Os países europeus e o Canadá esperaram impacientemente durante mais de um ano que a administração Trump detalhasse os seus planos, depois de alertar que a Europa já não era uma das principais prioridades de segurança dos EUA. Eles sabiam que cortes estavam por vir, mas não quão grandes, rápidos ou de que tipo.
“Os Estados Unidos continuam empenhados em fornecer capacidades limitadas mas críticas à aliança”, disse o general norte-americano Alex Greenwich, principal comandante da coligação da NATO.
“Precisamos nos concentrar em coisas que podemos obter rapidamente, que podemos colocar em campo rapidamente, e que podemos medir rapidamente e manter ao longo do tempo, e isso é para o tiro de alcance de drones”, bem como para o drone, disse Grinkiewicz na quinta-feira no ILA Berlin Air Show.
“Esse tipo de coisas pode nos ajudar a reduzir o risco no curto prazo se precisarmos parar e nos defender”, acrescentou.
Os EUA apelam à Europa e ao Canadá para preencherem a lacuna
Depois que os aliados se reuniram em 2 e 3 de junho para revisar as lacunas deixadas pela ação dos EUA, Grenkiewicz disse que os aliados europeus e o Canadá deveriam preenchê-las com suprimentos de aeronaves tripuladas e não tripuladas e navios de guerra. Isso deveria ser feito “agora e no curto prazo”, disse ele.
O responsável da NATO disse que os detalhes ainda estão a ser acertados sobre quando os activos dos EUA serão reduzidos e quando outros países da NATO intervirão para preencher a lacuna. O canal de notícias alemão De Welt relatou anteriormente alguns detalhes dos cortes.
Muitos recursos militares são escassos na Europa e não está claro onde serão encontrados tão rapidamente.
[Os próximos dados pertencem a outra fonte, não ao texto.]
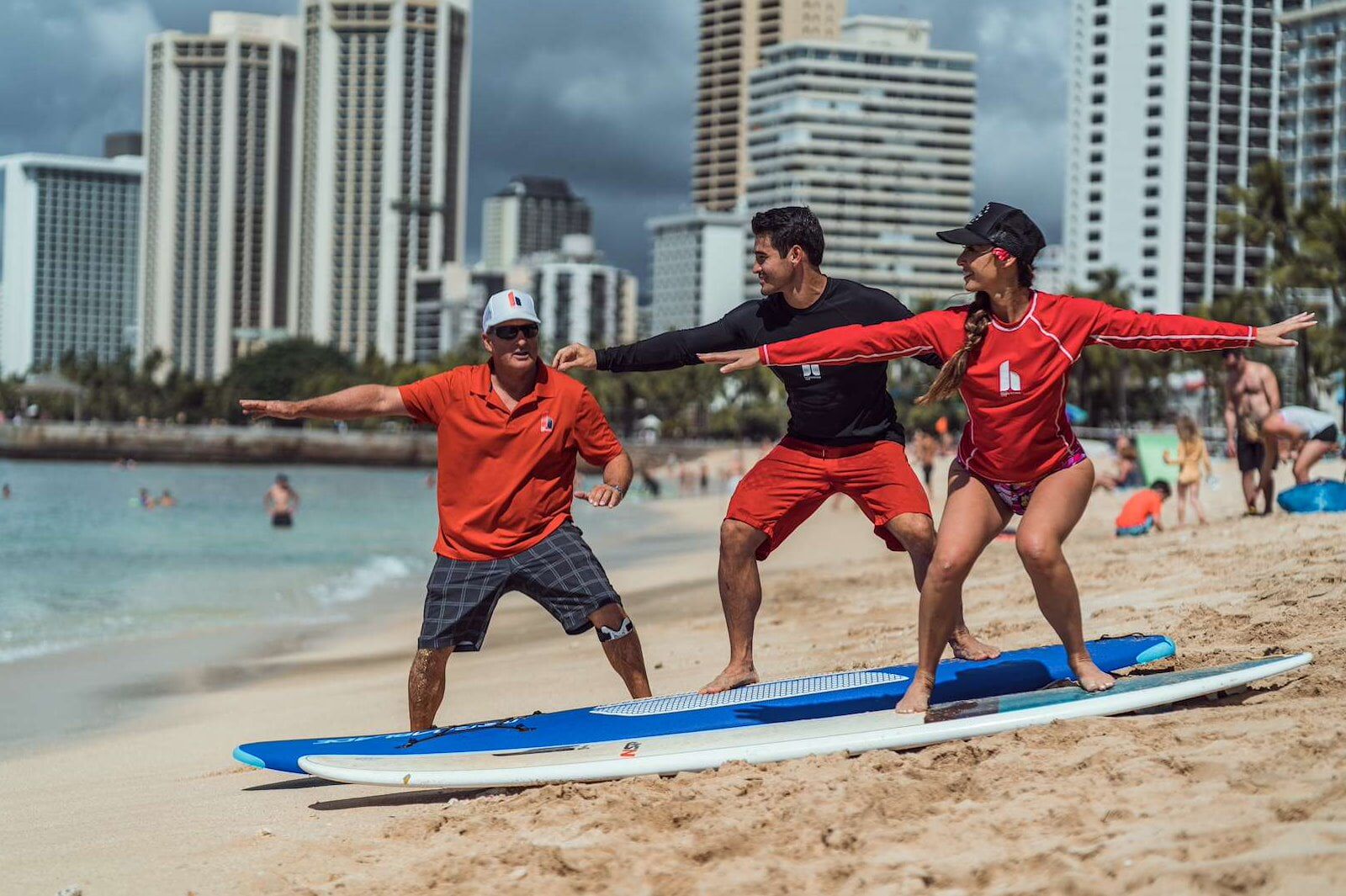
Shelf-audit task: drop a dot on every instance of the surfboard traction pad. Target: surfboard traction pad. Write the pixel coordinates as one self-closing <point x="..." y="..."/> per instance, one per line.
<point x="749" y="694"/>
Ainda assim, Washington quer saber como é que os seus aliados planeiam devolver estes activos quando o Presidente Donald Trump e os seus homólogos da NATO se reunirem para uma cimeira na Turquia, nos dias 7 e 8 de Julho.
Cortes no Kosovo
Na sexta-feira, o quartel-general militar da NATO anunciou que iria retirar algumas tropas e equipamento, dissolvendo a sua força de segurança no Kosovo. A KFOR começou a mobilizar-se em 1999 para manter a paz entre o Kosovo e a Sérvia.
Anteriormente composta por 50.000 efetivos, a KFOR foi reduzida modestamente ao longo dos anos, à medida que o conflito foi diminuindo, embora mais 1.000 soldados tenham sido destacados para lá em 2023, depois de a última violência ter diminuído.
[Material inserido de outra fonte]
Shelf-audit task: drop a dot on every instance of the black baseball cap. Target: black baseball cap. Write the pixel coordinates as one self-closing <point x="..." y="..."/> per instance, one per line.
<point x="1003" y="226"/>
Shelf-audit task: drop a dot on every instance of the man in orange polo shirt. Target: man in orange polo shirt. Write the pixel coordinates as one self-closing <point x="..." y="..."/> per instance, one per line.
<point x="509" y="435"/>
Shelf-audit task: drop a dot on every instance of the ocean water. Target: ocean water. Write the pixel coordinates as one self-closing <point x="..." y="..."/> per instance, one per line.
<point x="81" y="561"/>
“A situação actual oferece uma oportunidade para melhorar ainda mais o tamanho e a posição da KFOR”, disse Grinkovic. Sua equipe se recusou a dizer quais forças poderiam partir e se algum americano iria embora.
“Não se trata de números, trata-se de reformas e de garantir a segurança de todas as pessoas que vivem no Kosovo e da região em geral”, disse o seu porta-voz.
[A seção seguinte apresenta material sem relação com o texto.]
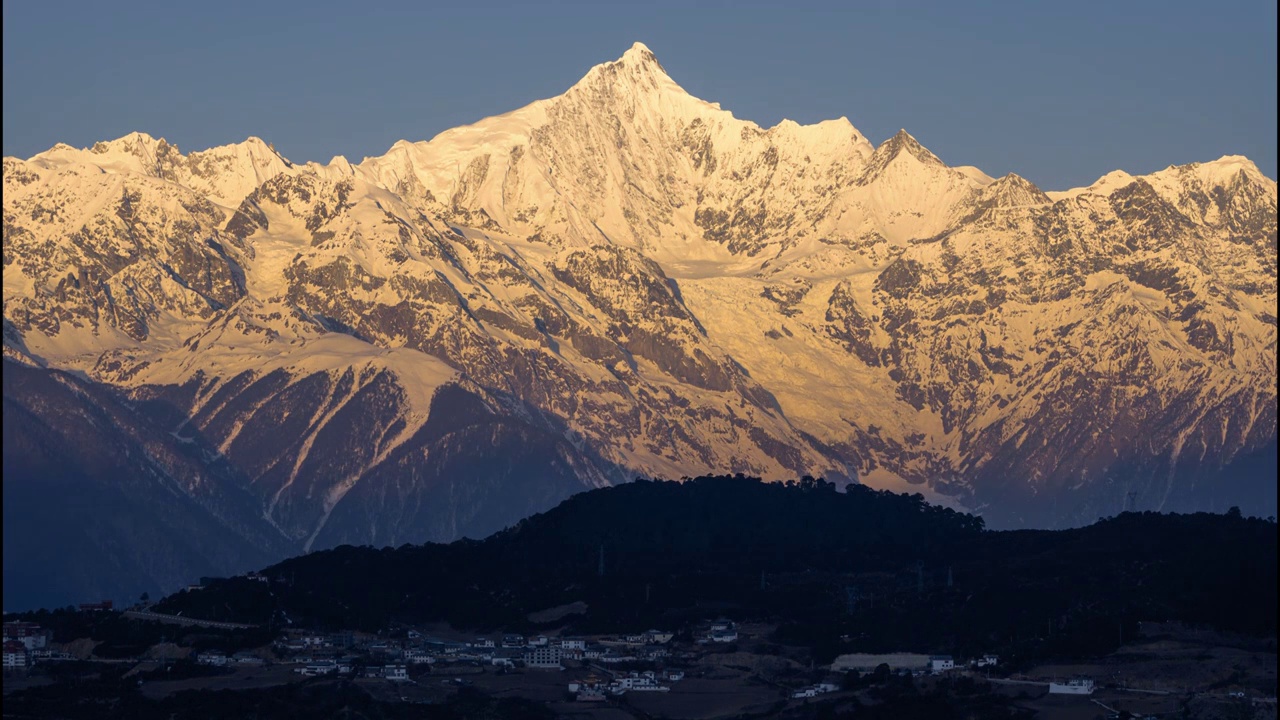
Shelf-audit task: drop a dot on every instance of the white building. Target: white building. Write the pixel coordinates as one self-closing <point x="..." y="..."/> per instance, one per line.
<point x="211" y="657"/>
<point x="30" y="634"/>
<point x="657" y="637"/>
<point x="14" y="655"/>
<point x="814" y="691"/>
<point x="416" y="656"/>
<point x="1075" y="686"/>
<point x="543" y="657"/>
<point x="725" y="636"/>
Os Estados Unidos têm actualmente 590 soldados na KFOR, com 907 efectivos, perdendo apenas para a Itália entre as 31 nações contribuintes. Os helicópteros Blackhawk dos EUA também estão baseados lá, na vasta base dos EUA, Camp Bondsteel.
Não há ameaça imediata da Rússia
Em qualquer caso, Grenkevich disse em Berlim que os relatórios de inteligência e os movimentos militares russos sugerem que “a Rússia não está à procura de um conflito com a NATO”. A Rússia também está atualmente envolvida numa guerra na Ucrânia e luta para recrutar tropas suficientes.
Os governos e os serviços de inteligência da Europa alertaram que o presidente russo, Vladimir Putin, poderá estar em posição de atacar outras partes do continente dentro de três a cinco anos, especialmente se vencer na Ucrânia.